Das Wasser des Sees ist das eigentliche Zentrum des Bildes. Seine Oberfläche wird durch vertikale, breite Pinselstriche wiedergegeben, die die Wellenbewegung andeuten. Die Reflexion der Bäume und des Himmels im Wasser erzeugt eine interessante visuelle Spannung und verstärkt den Eindruck der Ruhe und des Friedens. Die weißen, fast leuchtenden Pinselstriche, die in das dunkle Wasser gemalt sind, deuten auf Lichtreflexe hin, die die Oberfläche aufbrechen und dem Bild eine zusätzliche Dimension verleihen.
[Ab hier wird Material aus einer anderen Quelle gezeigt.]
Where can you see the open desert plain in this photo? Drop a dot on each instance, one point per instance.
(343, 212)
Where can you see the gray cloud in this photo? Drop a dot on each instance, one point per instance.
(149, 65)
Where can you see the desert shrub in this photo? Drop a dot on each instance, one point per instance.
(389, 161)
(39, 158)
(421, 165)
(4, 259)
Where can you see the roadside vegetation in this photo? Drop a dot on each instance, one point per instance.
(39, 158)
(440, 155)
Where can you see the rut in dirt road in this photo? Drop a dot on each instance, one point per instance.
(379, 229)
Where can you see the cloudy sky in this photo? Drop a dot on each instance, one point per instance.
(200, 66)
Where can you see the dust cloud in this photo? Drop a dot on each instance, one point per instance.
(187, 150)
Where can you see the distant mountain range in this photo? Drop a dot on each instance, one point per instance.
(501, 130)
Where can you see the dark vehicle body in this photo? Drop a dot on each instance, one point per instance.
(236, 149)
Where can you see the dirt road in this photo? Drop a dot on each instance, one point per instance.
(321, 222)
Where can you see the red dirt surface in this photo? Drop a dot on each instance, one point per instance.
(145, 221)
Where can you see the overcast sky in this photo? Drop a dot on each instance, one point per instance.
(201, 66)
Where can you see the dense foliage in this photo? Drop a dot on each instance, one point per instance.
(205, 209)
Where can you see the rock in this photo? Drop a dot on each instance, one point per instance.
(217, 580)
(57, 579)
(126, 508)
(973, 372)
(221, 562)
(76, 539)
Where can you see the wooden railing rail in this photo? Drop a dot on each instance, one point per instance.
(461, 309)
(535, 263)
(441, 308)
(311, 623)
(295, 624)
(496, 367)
Die Komposition ist relativ schlicht und konzentriert sich auf die Darstellung der Natur in ihrer stillen Schönheit. Es gibt keine offensichtlichen menschlichen Einflüsse oder Aktivitäten, was die Szene noch isolierter und zeitloser erscheinen lässt.
Ein möglicher Subtext des Bildes könnte die Vergänglichkeit der Natur sein. Die lockere Malweise und die verschwommenen Konturen lassen die Landschaft unbeständig und im ständigen Wandel erscheinen. Es könnte auch ein Gefühl von Melancholie oder Einsamkeit vermittelt werden, verstärkt durch die ruhige, fast meditative Atmosphäre und die Abwesenheit menschlicher Figuren. Die Farbpalette, dominiert von Grüntönen und Weiß, erzeugt eine beruhigende, wenn auch leicht gedrückte Stimmung.